Nessas idas e vindas do foco narrativo, várias obsessões nacionais e literárias se delineiam, e sempre a figura de Borges ao fundo, inclusive pelo tema do traidor e do herói e pela presença insidiosa da fama e da infâmia, ambas pegadas às faces de Maggi e Ossório. Isso dá uma história? Claro que dá, até duas, e muito fortes, só que elas vão sendo constantemente desviadas de rumo e desmanchadas em sua tessitura.

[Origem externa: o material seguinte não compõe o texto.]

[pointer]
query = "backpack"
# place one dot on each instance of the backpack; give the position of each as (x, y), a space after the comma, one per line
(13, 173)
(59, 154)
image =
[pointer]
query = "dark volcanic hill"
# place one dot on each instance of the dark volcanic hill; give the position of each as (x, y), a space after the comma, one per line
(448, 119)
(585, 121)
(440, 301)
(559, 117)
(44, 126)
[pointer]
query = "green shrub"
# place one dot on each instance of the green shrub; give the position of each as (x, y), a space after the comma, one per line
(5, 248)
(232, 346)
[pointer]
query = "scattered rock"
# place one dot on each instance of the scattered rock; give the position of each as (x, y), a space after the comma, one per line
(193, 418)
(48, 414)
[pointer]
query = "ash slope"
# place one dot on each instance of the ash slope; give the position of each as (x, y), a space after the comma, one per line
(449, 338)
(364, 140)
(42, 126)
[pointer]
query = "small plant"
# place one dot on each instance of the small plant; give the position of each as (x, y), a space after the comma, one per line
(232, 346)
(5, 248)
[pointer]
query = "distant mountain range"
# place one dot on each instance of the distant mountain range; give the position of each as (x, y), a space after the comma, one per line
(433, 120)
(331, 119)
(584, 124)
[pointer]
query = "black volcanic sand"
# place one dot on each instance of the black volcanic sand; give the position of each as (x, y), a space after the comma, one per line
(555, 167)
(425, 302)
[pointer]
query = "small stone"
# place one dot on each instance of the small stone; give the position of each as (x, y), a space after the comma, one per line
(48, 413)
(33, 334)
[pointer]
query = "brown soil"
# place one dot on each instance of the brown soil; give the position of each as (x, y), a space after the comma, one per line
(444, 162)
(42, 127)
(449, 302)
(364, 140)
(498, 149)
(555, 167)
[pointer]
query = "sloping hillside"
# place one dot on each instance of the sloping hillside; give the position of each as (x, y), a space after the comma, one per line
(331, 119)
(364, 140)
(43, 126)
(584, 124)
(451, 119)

Conhecemos, então, dom Luciano Ossório, o sogro de Marcelo (ambos têm mútuo apreço), paralítico há muitos anos (metáfora da condição da pátria?) e isolado de uma maneira hiperbólica, avizinhando-se do fantástico: «Chegam-me notícias de fora, mensagens, mas às vezes penso: será que não fiquei totalmente só? Aqui eles não podem entrar.  Primeiro, porque meu sono é muito leve e eu os ouviria chegar. Segundo, porque inventei um sistema de segurança sobre o qual não posso dar detalhes. Recebia, disse, mensagens, cartas, telegramas. Recebo mensagens. Cartas cifradas. Algumas são interceptadas…».  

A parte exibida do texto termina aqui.